The Number One Skill You Need to Master to Become a CFO
I talk to a lot of Executive Finance Leaders – and I am always fascinated to understand their story of how they got ‘there’. How they evolved, overcame challenges and surpassed their peers – and what has made them different throughout their career.
I like to know as it helps me to help others – especially up and coming finance leaders, and managers who just can’t break through that level from ‘manager’ to ‘executive’.
And what’s the one skill that comes up time and time again?
The ability to influence and/or drive outcomes through others.
Some may say that’s leadership, but in truth it’s a constituent part. Not all leaders are great at this, but all great leaders have this one nailed.
#1 Be true to yourself about your people skills and make them your priority
Some lucky people are definitely born people-people. They can talk the talk and walk the walk when it comes to relationship building and stakeholder management. But for most of us, it’s something we need to work on. To start developing your skills in this area, you need to understand how others perceive you and be real about your level of skills in engagement.
#2 Don’t blind people with science – focus on the relationship first
As an emerging finance leader, you’re an expert. You’re used to being in a position where you hold the answers, and often are advising on some very complex matters. However, how this comes across can vary widely between professionals. Be careful not to fall into the trap of lecturing and be conscious that however ‘right’ you know you are that you don’t bulldoze a conversation from the start with your opinion.

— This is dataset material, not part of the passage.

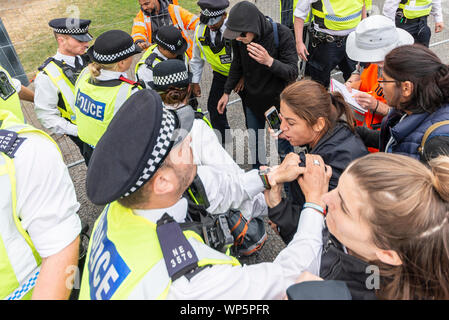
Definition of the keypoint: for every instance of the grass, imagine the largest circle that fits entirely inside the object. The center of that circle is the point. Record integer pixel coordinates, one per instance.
(105, 15)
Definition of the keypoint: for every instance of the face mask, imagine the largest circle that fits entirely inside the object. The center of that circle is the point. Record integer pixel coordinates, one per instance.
(148, 13)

You may indeed be right, but you’ve got to get people to trust that you’re ‘alright’ first.
#3 The best way to get someone to do it is to get them to ‘own’ it
Have you ever noticed the difference between a member of the team when they are working on something that is their idea, versus when you or someone else has ‘told’ them to do it? What if you could get them to take this level of ownership all the time? You can. This is something every great leader has down to an art – the act of getting people to come up with their ideas as their own – thereby creating a sense of ownership. And discussion is the key place it starts – not instruction or mandate.
#4 Know you may be the ‘boss’ but you’re only as good as your team
Having your team’s back, at all times, is key to influence. You do something for them, they will return the favour. The same can be said for your peers – ‘quid pro quo’ makes you a better leader. You’ll never get someone to do something if they believe you wouldn’t do the same for them – all the way right up to the top. You can’t do everything on your own, so start thinking how you can build a truly equal playing field in terms of trust, respect and loyalty.
#5 Include and never delude or exclude
Decisions made outside of your team’s control will always be seen as instruction, and something they’re not really a part of. Likewise, in this profession, shaky explanations or an overt manipulation of the facts will just not go down well. Never exclude or delude someone from a decision or the reasoning of that decision – and always include them, even in a partial way, to ensure that you get the buy-in you need when you require them to execute.
Above all, don’t lose sight of the human element of delivering outcomes. You must connect people to purpose – so think about this carefully before you embark on your next big project. Always think, ‘what’s in it for them?’ and focus on how to influence through benefits for them, not just you.